For performance, just be sure to specify as narrow filters as you can get away with.

FileSystemWatcher have a drawback, it locks watched folder, so, for example, if you are watching file on removable storage, it prevent "safe device removal".
You can try using Shell Notifications via SHChangeNotifyRegister. In this case you will have one entry point for all changes (or several if you want to), but in this case you will need some native shell interop.

It depends on the likely use cases.
If a user is going to open several files in the same directory and likely not modify anything else a single watcher for that directory may be less onerous than one per file if the number of files is large.
The only way you will find out is by benchmarking. Certainly doing one per file makes the lifespan of the watcher much simpler so that should be your first approach. Note that the watchers fire their events on a system thread pool, so multiple watchers can fire at the same time (something that may influence you design)
I certainly wouldn't do a watcher per drive, you will cause far more effort that way even with aggressive filtering.

Using multiple watcher is fine if you have to. As the comment ShuggyCoUk says, you can optimize by combining file watchers into one if all your files are in the same folder.
It's probably unwise to create a file watcher on a much higher folder (e.g. the root of the drive), because now your code has to handle many more events firing from other changes happening in the file system, and it's fairly easy to get into buffer overflow if your code is not fast enough to handle the events.
Another argument for less file watcher, a filesystemwatcher is a native object, and it pins memory. So depending on the life span and size of your app, you might get into memory fragmentation issues here is how:
Your code runs for a long time (e.g. hours or days) whenever you open a file it create some chunk of data in memory and instantiates a file watcher. You then cleanup this temporary data but the file watcher is still there, IF you repeat that multiple times (and not close the files, or forget to dispose the watchers) you just created multiple objects in virtual memory that cannot be moved by the CLR, and can potentially get into memory congestion. Note that this is not a big deal if you have a few watchers around, but if you suspect you might get into the hundreds or more, beware that's going to become a major issue.

Related

What algorithm does FileSystemWatcher in C# use to monitor file system changes? [duplicate]
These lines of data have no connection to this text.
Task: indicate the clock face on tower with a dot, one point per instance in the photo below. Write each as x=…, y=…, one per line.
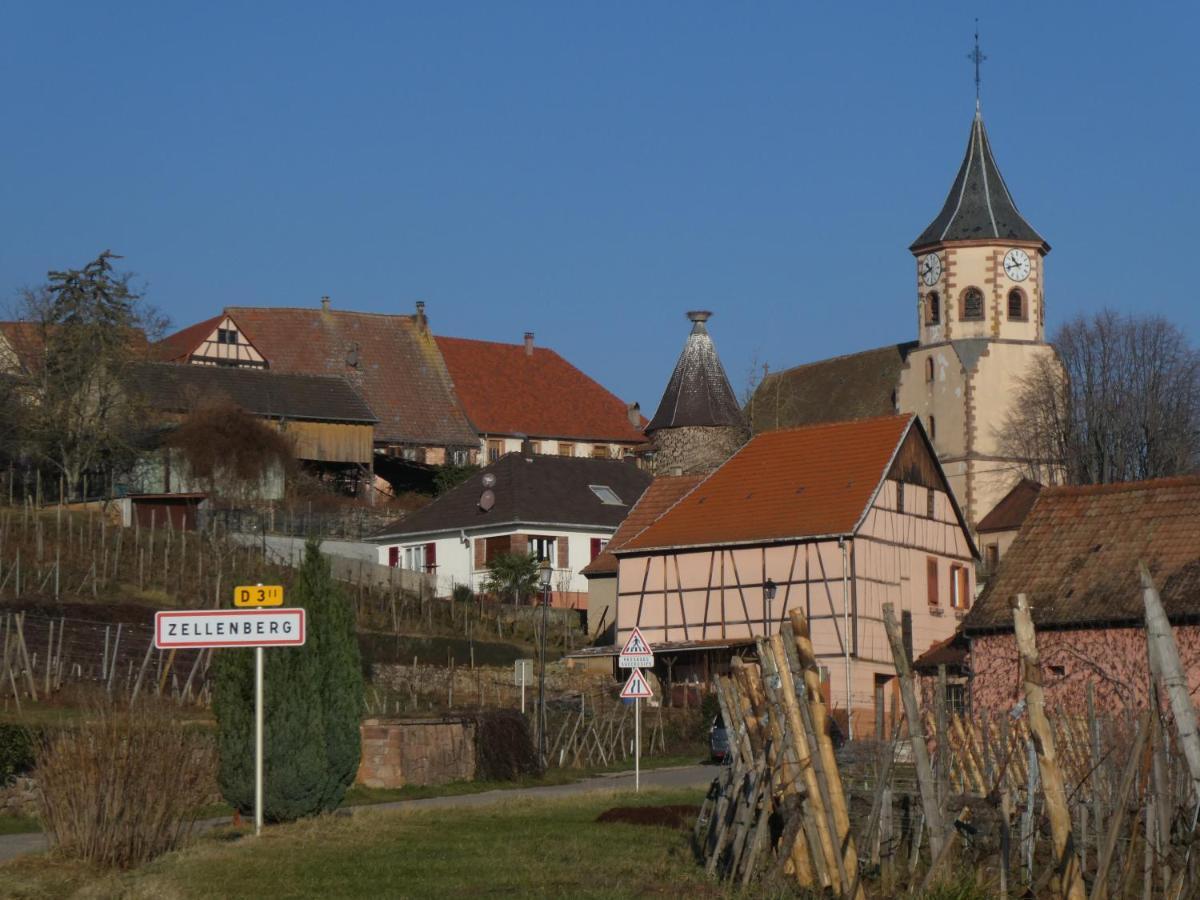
x=1017, y=264
x=930, y=268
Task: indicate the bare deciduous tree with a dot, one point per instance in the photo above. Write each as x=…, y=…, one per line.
x=1120, y=403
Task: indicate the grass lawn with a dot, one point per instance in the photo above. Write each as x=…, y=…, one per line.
x=519, y=849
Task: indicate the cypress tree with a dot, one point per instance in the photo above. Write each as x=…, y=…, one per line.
x=312, y=707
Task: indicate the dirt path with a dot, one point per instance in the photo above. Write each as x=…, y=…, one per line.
x=15, y=845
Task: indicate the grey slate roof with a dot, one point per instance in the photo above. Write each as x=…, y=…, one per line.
x=175, y=388
x=699, y=391
x=979, y=205
x=531, y=490
x=859, y=385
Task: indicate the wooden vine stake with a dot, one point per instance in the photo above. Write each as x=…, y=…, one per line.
x=1067, y=863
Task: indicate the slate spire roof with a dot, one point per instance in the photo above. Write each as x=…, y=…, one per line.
x=979, y=205
x=699, y=391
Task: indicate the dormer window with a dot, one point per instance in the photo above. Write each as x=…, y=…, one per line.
x=972, y=305
x=607, y=496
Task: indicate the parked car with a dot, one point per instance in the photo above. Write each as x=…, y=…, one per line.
x=719, y=741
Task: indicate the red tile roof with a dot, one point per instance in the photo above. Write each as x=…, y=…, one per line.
x=663, y=493
x=179, y=346
x=798, y=483
x=1075, y=557
x=391, y=360
x=1013, y=508
x=508, y=391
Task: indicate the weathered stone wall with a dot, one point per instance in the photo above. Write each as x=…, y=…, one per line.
x=695, y=449
x=417, y=751
x=1113, y=660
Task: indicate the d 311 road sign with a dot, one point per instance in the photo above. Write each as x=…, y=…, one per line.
x=258, y=595
x=636, y=688
x=636, y=653
x=229, y=628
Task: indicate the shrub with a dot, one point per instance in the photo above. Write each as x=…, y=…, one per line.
x=313, y=705
x=503, y=747
x=124, y=785
x=16, y=751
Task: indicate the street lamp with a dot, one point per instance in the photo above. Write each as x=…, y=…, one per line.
x=544, y=575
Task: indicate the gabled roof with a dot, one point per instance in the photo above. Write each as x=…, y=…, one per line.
x=507, y=389
x=785, y=485
x=858, y=385
x=1075, y=557
x=699, y=393
x=177, y=388
x=663, y=493
x=979, y=205
x=1013, y=508
x=391, y=360
x=179, y=346
x=533, y=491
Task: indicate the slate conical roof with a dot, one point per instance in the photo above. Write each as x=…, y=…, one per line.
x=699, y=391
x=979, y=205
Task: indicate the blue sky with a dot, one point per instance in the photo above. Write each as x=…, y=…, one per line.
x=589, y=171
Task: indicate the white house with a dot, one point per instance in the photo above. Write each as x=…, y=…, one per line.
x=556, y=508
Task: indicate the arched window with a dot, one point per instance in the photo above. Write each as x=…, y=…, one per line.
x=1017, y=311
x=972, y=305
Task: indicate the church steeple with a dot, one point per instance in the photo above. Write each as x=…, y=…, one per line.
x=979, y=205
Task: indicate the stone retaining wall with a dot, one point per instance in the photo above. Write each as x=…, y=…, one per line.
x=417, y=751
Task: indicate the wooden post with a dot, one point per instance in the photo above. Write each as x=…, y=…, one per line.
x=1167, y=665
x=1067, y=863
x=916, y=732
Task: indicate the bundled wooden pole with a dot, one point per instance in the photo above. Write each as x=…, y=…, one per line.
x=1066, y=862
x=820, y=732
x=916, y=733
x=1168, y=667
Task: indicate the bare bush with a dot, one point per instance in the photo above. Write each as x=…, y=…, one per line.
x=124, y=785
x=1121, y=403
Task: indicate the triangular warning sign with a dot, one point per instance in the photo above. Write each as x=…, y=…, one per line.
x=636, y=688
x=636, y=646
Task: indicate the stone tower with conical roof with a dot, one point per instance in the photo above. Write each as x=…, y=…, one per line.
x=699, y=424
x=981, y=325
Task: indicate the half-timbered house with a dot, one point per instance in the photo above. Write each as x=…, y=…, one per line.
x=833, y=519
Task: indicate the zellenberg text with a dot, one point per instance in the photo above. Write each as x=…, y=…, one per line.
x=233, y=628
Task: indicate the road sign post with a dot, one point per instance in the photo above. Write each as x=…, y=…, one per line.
x=637, y=689
x=264, y=624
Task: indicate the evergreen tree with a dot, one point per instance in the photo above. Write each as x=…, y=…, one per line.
x=312, y=708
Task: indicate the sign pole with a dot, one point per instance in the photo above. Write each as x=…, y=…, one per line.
x=258, y=741
x=637, y=744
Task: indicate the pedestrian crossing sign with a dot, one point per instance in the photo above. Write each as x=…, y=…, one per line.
x=636, y=688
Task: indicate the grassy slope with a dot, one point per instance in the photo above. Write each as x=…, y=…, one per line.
x=520, y=849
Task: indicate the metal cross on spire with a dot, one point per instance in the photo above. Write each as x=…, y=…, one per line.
x=977, y=57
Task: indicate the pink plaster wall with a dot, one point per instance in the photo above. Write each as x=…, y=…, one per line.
x=1113, y=659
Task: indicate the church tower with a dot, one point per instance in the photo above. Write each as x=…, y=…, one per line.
x=981, y=325
x=699, y=424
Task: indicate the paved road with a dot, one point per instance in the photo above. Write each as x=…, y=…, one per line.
x=15, y=845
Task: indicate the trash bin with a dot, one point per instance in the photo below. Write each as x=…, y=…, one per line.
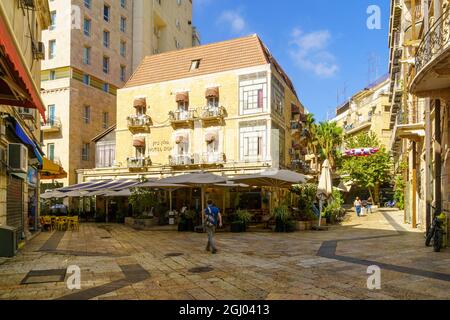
x=8, y=241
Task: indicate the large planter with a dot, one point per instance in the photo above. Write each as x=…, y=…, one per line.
x=186, y=225
x=238, y=226
x=140, y=223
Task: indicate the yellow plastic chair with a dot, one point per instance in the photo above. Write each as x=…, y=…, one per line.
x=61, y=223
x=73, y=223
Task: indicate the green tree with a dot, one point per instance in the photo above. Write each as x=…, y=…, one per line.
x=368, y=172
x=329, y=138
x=309, y=137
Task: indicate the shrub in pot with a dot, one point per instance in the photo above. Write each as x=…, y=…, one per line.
x=243, y=217
x=282, y=218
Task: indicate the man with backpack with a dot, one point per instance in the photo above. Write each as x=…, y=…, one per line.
x=213, y=218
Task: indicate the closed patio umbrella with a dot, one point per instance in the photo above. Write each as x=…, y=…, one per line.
x=325, y=187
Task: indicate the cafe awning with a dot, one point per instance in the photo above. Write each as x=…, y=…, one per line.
x=20, y=132
x=139, y=142
x=212, y=92
x=182, y=97
x=16, y=80
x=51, y=170
x=140, y=102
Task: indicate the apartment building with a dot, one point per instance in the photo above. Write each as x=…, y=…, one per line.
x=420, y=59
x=21, y=110
x=367, y=110
x=225, y=108
x=93, y=47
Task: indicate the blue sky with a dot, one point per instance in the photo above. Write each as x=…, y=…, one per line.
x=324, y=46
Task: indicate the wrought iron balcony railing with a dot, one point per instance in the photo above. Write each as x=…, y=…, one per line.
x=138, y=121
x=138, y=162
x=212, y=112
x=182, y=115
x=435, y=41
x=213, y=158
x=184, y=159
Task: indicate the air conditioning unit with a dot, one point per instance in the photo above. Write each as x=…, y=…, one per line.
x=28, y=4
x=17, y=157
x=39, y=50
x=26, y=113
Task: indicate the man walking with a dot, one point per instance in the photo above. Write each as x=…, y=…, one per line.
x=212, y=219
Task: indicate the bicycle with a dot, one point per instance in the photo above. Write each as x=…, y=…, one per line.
x=435, y=233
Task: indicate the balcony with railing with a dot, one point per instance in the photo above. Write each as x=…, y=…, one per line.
x=182, y=118
x=432, y=59
x=363, y=122
x=396, y=13
x=213, y=158
x=51, y=126
x=212, y=115
x=138, y=122
x=138, y=162
x=184, y=160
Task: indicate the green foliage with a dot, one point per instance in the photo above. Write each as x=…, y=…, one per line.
x=281, y=213
x=243, y=216
x=368, y=172
x=334, y=211
x=399, y=191
x=307, y=194
x=329, y=137
x=143, y=199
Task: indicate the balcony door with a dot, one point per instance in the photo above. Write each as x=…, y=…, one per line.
x=51, y=114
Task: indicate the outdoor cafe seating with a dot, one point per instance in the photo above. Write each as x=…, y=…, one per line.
x=64, y=223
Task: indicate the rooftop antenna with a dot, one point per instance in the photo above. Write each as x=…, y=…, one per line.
x=373, y=62
x=341, y=95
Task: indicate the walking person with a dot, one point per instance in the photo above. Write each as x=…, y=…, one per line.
x=358, y=206
x=369, y=203
x=213, y=218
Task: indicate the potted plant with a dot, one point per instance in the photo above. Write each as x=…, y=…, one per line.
x=186, y=222
x=283, y=219
x=242, y=218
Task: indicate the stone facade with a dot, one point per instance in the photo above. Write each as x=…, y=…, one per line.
x=367, y=110
x=24, y=29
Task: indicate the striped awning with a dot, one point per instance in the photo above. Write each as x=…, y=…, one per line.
x=140, y=102
x=212, y=92
x=211, y=137
x=84, y=185
x=139, y=142
x=182, y=97
x=180, y=138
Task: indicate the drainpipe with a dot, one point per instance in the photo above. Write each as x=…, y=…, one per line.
x=428, y=189
x=437, y=157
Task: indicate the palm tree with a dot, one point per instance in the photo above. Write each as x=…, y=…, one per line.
x=329, y=137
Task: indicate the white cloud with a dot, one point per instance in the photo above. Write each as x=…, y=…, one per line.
x=309, y=52
x=234, y=20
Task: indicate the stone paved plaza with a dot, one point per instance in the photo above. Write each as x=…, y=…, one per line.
x=118, y=262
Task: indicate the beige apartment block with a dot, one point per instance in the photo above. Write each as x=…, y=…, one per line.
x=224, y=108
x=21, y=110
x=93, y=47
x=367, y=110
x=419, y=65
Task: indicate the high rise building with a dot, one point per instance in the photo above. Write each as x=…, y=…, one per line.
x=93, y=47
x=21, y=110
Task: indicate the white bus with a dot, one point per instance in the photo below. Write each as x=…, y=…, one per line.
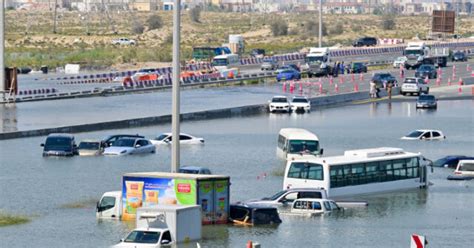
x=226, y=61
x=362, y=171
x=297, y=143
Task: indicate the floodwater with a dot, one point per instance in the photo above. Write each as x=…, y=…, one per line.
x=46, y=114
x=244, y=148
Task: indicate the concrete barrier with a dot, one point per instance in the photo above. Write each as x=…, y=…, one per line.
x=319, y=101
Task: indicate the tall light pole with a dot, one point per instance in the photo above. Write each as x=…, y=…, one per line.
x=2, y=47
x=175, y=89
x=320, y=23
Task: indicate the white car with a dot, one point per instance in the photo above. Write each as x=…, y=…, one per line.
x=126, y=146
x=184, y=139
x=146, y=238
x=414, y=85
x=280, y=104
x=399, y=61
x=300, y=103
x=424, y=134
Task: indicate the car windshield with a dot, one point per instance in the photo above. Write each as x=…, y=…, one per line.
x=410, y=81
x=57, y=143
x=415, y=134
x=162, y=137
x=143, y=237
x=426, y=98
x=304, y=100
x=312, y=59
x=467, y=167
x=219, y=62
x=385, y=76
x=275, y=196
x=124, y=142
x=189, y=171
x=304, y=146
x=266, y=216
x=279, y=99
x=413, y=52
x=425, y=67
x=89, y=145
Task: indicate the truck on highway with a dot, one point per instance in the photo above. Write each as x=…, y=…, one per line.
x=317, y=62
x=150, y=189
x=419, y=53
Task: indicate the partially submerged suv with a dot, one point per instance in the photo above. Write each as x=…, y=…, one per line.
x=414, y=85
x=287, y=196
x=249, y=215
x=59, y=144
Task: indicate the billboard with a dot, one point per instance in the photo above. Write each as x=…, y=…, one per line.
x=443, y=21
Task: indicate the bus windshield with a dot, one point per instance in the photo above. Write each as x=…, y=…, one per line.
x=304, y=146
x=413, y=52
x=313, y=59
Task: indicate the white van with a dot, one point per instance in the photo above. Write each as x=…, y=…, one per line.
x=297, y=143
x=225, y=61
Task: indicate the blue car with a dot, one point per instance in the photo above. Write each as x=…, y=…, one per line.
x=288, y=74
x=450, y=161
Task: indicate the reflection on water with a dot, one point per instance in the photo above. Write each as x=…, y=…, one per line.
x=9, y=117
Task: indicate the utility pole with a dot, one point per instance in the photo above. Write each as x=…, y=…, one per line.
x=320, y=23
x=175, y=113
x=2, y=49
x=54, y=16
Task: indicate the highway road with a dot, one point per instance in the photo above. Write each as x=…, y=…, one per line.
x=44, y=114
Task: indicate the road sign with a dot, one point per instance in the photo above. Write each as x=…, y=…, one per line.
x=443, y=21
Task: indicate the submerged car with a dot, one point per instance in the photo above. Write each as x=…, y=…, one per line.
x=300, y=104
x=288, y=74
x=399, y=61
x=425, y=134
x=286, y=197
x=249, y=215
x=358, y=67
x=313, y=206
x=184, y=139
x=109, y=140
x=279, y=104
x=146, y=237
x=126, y=146
x=414, y=85
x=194, y=170
x=426, y=101
x=426, y=71
x=459, y=56
x=59, y=144
x=90, y=148
x=450, y=161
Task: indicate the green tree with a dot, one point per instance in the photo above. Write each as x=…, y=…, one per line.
x=196, y=14
x=279, y=27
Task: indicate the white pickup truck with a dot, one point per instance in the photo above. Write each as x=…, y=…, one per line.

I would like to understand how does System.IO.FileSystemWatcher works under the hood? Because I have a requirement where I need to watch all the files present under 100 or more Folders where each folder will have around 1K files.
I am not sure if I used FileSystemwatcher whether it will create many threads to monitor these files which would impact the performance of my application? So could you please let me know how exactly System.IO.FileSystemWatcher works under the hood or does it uses Threads internally to monitor these directories ?
Internally FileSystemWatcher uses the Windows API ReadDirectoryChangesW function (as can be seen from the FileSystemWatcher reference source). The underlying implementation of ReadDirectoryChangesW is not documented, but in answer to your specific question as to whether FileSystemWatcher creates separate threads to monitor files, the answer is therefore "no".
It is however worth highlighting the following from the remarks on FileSystemWatcher in the documentation given that your directories contain many files:
The Windows operating system notifies your component of file changes in a buffer created by the FileSystemWatcher. If there are many changes in a short time, the buffer can overflow. This causes the component to lose track of changes in the directory, and it will only provide blanket notification. Increasing the size of the buffer with the InternalBufferSize property is expensive, as it comes from non-paged memory that cannot be swapped out to disk, so keep the buffer as small yet large enough to not miss any file change events. To avoid a buffer overflow, use the NotifyFilter and IncludeSubdirectories properties so you can filter out unwanted change notifications.
There are two takeaways from this:
With many FileSystemWatcher instances, there will be many buffers created to store the change events, and these are allocated from non-paged memory which is a limited resource.
If there are a large number of changes taking place in the directories you're monitoring, you may miss events.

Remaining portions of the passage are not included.